3D density map

3D density map of 13,000 germ cells, as distributed in their gene expression PC1-PC2 space. Regions of higher cell density are shown as taller peaks. By Sue Hammoud, Chris Green, Qianyi Ma, Jun Li.

The unprecedented wealth of health data brings unprecedented opportunities and challenges to improve healthcare.  On the most microscopic level, we are now examining the genome one cell at a time, monitoring in real-time an individual’s health behavior, and prescribing medication based on the genetics and chemistry of each individual.  On the most macroscopic level, we can combine dozens of clinical record data for one patient, and can analyze the health data of an entire nation.  However, our ability to gain insight into such vast data lags significantly behind our ability to accumulate data.  The MIDAS Data-Intensive Health Science Research Hub aims to position UM researchers as national leaders as biomedical science embraces the opportunities and challenges brought about by advances in data science, catalyze the development of theories and innovative methodologies in data science, and their application to the entire spectrum of biomedical science.  The hub currently funds three projects.  With a variety of hub activities, MIDAS hopes to:

  • Disseminate tools and methods to empower campus-wide health research that integrates data science.
  • Build a collaborative network of Big Data health science researchers .
  • Form industry partnerships and transform research findings into clinical applications that have immediate impact on healthcare.
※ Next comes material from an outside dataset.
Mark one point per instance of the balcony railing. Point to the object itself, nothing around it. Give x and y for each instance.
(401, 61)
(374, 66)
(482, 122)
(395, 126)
Michigan Center for Single-Cell Genomic Data Analytics

Single-cell genomics, rooted in single-cell sequencing, has great potential for providing insight into fundamental questions in biomedical science and drive new health science discoveries, such as: How many cell types and functional states are there in a given tissue?  What is the range of natural variation within a cell type and how is such variability affected by genetic and environmental factors?  What happens at the single-cell level during cell fate determination in the developmental process?  How does cellular heterogeneity with a tumor affect response to therapy and how can we address this with precision medicine?  The list is endless.  However, the explosive growth of single-cell sequencing technologies also brings new computational challenges.  One major challenge is the “sparse read counts data”: because of the minuscule amount of genetic material in a single cell, fragments of the genome are often missing from the sequencing read-out, and existing tools are ineffective in addressing this missing-data problem and piecing together reliable genomic information.

From Big Data to Vital Insights: Michigan Integrated Center for Health Analytics & Medical Prediction (MiCHAMP)

The recent explosion in health data has created unprecedented opportunities for healthcare improvement.  However, traditional analytics and existing computational platforms are poorly suited for handling the size and complexity of health data, leading to few real-world examples of ‘big data’ successfully impacting clinical care.   One core methodological challenge that currently limits health research is to analyze temporal patterns in longitudinal data for novel discovery and prediction. Although there exists an extraordinary volume of information on patients over time, temporal patterns are frequently overlooked in favor of simplistic, cross-sectional snapshots.  This project aims to develop methodologies for understanding longitudinal data, estimating time-varying parameters and predicting patient-specific trajectories.

Identifying Real-Time Data Predictors of Stress and Depression Using Mobile Technology

One robust finding in depression research is that life stress is the single most important trigger of depressive episodes. Understanding how life stress leads to depression has the potential to transform our ability to prevent and treat depression. Unfortunately, the capacity to capture the effects of stress accurately and in real-time has been limited because assessments of psychiatric phenotypes has traditionally relied on patients’ self-report of symptoms. Mobile electronic technology holds great promise in overcoming these limitations by capturing continuous, real-time, passive measures likely to be related to the progression from stress to depression. In this project, the research team will determine the dynamic relationships between mood, sleep, and circadian rhythms, and develop a micro-randomized intervention trial for depression under stress using an app platform that integrates mobile phones signals and wearable data. The team will build personalized models of sleep, circadian rhythms, physical activity, and mood, and assess and optimize the efficacy of objective mobile sensor to detect depression onset.  The researchers believe that when real-time data on an individual is fit to the right mathematical model, simple and insightful information can be easily communicated back to the end user as well as their caregiver and/or domain expert.